Begin from the top of the sub-mindmap and examine each datapoint. Using the labels and notes we can identify the duplicate datapoints that should have also been transferred from the other sections.
If one of the duplicate datapoints has not been transferred to the sub-mindmap, copy it across at this point and make sure it is marked( – aka “Modelling has started”) on the main mindmap.We then need to remove all the duplicates from the sub-mindmap, so we are only dealing with unique datapoints.
It is good practice to nominate one section as your base dataset (eg COSD in cancer) – these datapoints will be preferentially preserved, and duplicates from other datasets removed. This will make it slightly easier to keep track of all the datapoints in the future.
- We should be aware that there may have been errors in data synchronisation during the previous steps of mindmapping. Therefore we are very careful when we delete duplicate datapoints. We should examine all the labels and notes of all the duplicate datapoints, and make sure all unique information is copied across to the datapoint we keep. This information (eg mappings to datapoints in different datasets, ordinality, issues to be resolved etc) is very useful for archetyping and future data mapping, so it is vital that it is not inadvertently lost.
The notes should include all the registry codes to which the datapoint maps, including the name of the parent datapoint. eg in the COSD section, the datapoint name itself will contain the COSD code, but we should ensure that the attached notes also list the COSD code, for completeness.
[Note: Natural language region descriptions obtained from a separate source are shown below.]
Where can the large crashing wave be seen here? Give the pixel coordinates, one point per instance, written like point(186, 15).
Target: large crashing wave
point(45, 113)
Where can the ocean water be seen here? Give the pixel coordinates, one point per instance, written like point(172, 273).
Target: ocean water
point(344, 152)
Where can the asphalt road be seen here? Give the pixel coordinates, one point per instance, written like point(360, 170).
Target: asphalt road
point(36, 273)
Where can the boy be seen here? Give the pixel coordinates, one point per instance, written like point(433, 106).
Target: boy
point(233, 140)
- Once we have processed a datapoint as above (consolidated information from, and then deleted the duplicate datapoints), we mark the datapoint with a blue flag ( )to show that we have completed the analysis phase.
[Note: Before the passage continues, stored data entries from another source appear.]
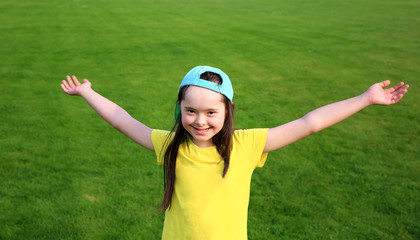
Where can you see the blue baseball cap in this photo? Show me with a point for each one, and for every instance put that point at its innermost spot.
(193, 78)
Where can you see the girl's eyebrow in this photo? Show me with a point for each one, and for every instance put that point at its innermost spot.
(210, 109)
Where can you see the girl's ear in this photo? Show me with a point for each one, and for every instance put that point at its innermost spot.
(177, 110)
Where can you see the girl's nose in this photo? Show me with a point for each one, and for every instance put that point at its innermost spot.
(200, 120)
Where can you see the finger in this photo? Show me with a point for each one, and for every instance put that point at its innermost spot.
(71, 84)
(75, 81)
But if there are any questions to resolve (eg regarding possible mappings, or perhaps even possible errors detected) we mark it with a red flag ( ).
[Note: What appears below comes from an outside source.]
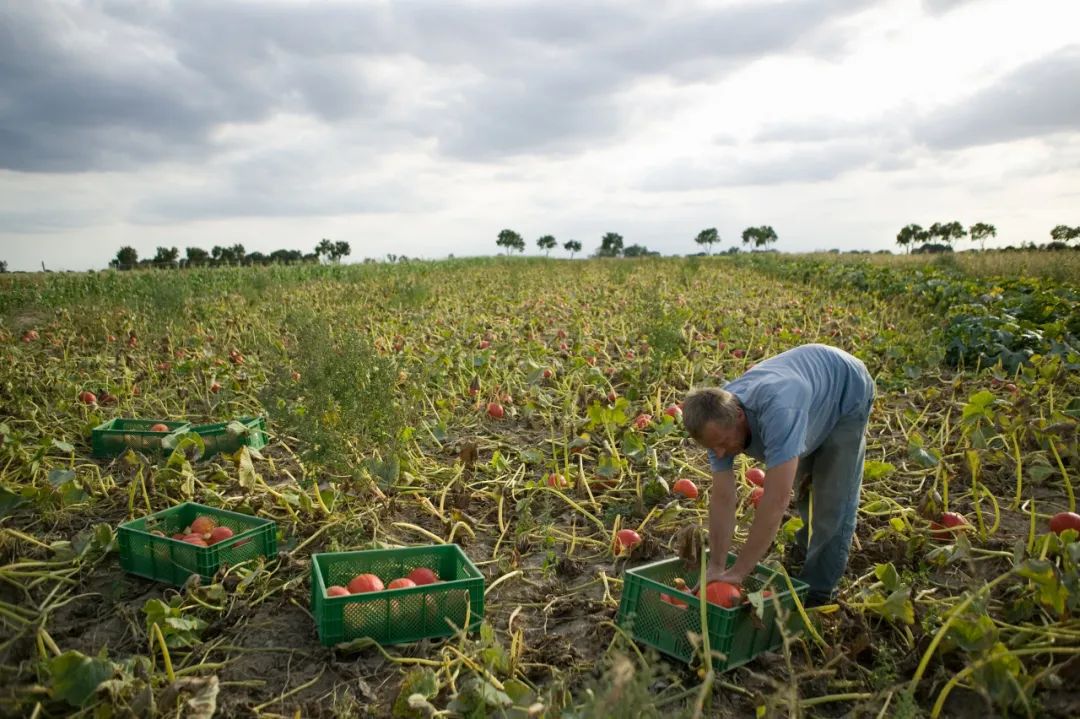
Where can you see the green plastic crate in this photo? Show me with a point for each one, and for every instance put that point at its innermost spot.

- If we are unsure whether one of the duplicate fields is truly a duplicate, then do not delete it, and also mark it with a red flag ( ). Eg if there are 4 definitely identical datapoints, and 2 further possible (but not definite) duplicates:
– Keep one of the “definites” and the 2 “possibles”. Mark these with red flags.
– Delete the other 3 datapoints (the redundant “definites”).
- After you have formed your main sub-mindmaps, go back and check if all datapoints on the main mindmap have a marker. If not, they have not yet been processed.
If this unprocessed datapoint does not fit any of the categories of the existing sub-mindmaps, a new sub-mindmap may be needed to house these orphan datapoints (e.g. called “Miscellaneous”).
This approach has helped us to begin tackling the large datasets. However minor problems will undoubtedly arise, which will be documented below as they arise:
- Some datapoints from different registries refer to the same data, but at different time points (eg “PSA at diagnosis” vs “PSA at start of treatment”). We would expect our longitudinal data model to handle both datapoints, using the same archetype. We should treat these as duplicate datapoints, but this timing information should be recorded in the notes section, as it will be useful for future mappings. We retain only one of the datapoints, but mark it with a red flag ( ) to indicate that the mapping will not be straightforward.
- Some event metadata for items (eg “Event Date” in Genomics) can be difficult to map to other data points. We would expect this type of metadata to be handled by the reference model of openEHR, so we don’t dwell too long on this.